A relationship is not 50/50. We all have things we like to do and hate to do. We all have things we are good at and not so good at. One partner may work harder outside the home, and the other may have a more relaxed position.
The most common reason people cite why their marriage fail is that people marry someone for the wrong reasons, such as pressure from friends and family, being together for image, thinking that love will solve everything.
People who have been through divorces almost always say communication is the most important thing. But the thing people with happy marriages consider the most important is a deep respect for their partner as well as respect for themselves.
If there is a bedrock of respect for each individual's interests and values underpinning the relationship, each individual is encouraged to foster their own growth and development. Each individual will evolve in different and unexpected ways.

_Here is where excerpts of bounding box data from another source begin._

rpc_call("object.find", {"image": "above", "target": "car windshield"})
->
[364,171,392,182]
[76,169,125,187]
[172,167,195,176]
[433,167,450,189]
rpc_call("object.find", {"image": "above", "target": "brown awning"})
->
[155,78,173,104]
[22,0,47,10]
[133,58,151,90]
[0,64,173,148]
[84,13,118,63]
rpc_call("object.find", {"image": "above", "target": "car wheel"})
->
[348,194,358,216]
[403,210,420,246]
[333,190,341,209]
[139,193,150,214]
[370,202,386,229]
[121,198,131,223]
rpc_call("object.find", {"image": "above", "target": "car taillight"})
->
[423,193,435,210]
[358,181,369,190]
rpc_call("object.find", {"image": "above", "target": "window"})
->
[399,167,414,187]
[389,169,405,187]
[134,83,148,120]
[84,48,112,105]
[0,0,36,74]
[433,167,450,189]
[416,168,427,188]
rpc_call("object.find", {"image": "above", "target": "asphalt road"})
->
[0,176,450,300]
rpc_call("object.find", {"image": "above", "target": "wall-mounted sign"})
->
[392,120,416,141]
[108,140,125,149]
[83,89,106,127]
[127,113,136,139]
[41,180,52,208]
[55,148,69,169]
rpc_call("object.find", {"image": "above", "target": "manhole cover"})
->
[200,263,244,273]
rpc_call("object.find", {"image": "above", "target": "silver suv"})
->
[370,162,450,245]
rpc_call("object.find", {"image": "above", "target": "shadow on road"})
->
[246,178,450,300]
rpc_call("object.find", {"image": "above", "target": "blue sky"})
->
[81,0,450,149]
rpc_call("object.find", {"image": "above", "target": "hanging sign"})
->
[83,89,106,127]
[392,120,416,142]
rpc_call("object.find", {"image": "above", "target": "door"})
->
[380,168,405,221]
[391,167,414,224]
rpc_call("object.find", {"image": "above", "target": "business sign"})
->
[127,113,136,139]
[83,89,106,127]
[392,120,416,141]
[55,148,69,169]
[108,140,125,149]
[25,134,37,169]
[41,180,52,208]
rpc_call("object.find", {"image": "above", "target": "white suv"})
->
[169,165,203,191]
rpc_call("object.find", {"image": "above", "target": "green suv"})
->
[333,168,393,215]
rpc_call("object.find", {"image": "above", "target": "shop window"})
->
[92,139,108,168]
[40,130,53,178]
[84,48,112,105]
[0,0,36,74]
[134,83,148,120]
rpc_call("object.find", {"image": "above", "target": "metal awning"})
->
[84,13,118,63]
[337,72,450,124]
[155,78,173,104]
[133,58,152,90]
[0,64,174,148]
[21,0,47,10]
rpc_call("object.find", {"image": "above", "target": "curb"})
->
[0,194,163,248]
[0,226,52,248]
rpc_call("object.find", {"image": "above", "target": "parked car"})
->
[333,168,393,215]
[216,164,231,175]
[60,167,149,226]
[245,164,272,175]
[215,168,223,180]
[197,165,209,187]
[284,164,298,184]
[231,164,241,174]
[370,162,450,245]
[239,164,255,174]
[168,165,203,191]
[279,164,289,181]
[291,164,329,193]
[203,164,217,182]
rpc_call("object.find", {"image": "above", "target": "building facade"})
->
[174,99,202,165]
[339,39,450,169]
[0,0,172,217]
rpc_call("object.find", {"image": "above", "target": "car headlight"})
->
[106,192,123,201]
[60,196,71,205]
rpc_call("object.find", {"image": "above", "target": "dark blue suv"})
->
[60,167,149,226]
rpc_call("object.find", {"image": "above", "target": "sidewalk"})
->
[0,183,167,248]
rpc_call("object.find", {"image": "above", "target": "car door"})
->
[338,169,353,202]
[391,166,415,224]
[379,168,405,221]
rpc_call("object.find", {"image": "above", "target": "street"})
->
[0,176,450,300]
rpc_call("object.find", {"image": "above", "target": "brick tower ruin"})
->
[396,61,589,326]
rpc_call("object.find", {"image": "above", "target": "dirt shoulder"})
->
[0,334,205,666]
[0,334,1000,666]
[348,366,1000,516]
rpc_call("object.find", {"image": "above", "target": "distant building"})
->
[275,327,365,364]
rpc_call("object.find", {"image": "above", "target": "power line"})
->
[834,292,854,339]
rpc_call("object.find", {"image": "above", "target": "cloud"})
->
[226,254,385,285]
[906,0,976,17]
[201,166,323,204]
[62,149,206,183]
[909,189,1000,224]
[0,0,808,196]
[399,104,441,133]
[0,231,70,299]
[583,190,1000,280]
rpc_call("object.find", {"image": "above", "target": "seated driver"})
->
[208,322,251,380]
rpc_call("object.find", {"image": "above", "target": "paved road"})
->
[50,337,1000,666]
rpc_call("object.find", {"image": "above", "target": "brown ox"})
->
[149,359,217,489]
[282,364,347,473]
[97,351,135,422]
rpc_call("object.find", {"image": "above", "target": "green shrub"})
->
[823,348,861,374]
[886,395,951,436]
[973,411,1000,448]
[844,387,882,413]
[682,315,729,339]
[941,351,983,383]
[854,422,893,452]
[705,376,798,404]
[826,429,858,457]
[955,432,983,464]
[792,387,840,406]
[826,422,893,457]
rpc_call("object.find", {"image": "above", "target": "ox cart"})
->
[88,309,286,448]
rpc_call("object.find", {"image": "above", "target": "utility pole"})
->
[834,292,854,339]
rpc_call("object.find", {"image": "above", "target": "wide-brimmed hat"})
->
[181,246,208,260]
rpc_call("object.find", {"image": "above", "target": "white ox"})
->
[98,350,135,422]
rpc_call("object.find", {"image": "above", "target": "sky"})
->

Relationships, like muscles, cannot get stronger without stress and challenge. You will have to fight at times and hash things out. However, it is essential to know how to fight.
If something bothers you in the relationship, you must be willing to say it out loud to your partner. Doing so builds trust, and trust creates intimacy. If you cannot trust, you cannot be trusted.
Romantic love, though able to make us feel ecstatic at times, is also irrational and temporary.
It is not your partner's responsibility to make you happy. Each one should figure out what makes them happy as an individual, then you both bring that to the relationship.
Don't ever stop doing the little things, such as saying "I love you"; holding hands during a movie; doing small favours here and there; helping with some household chores.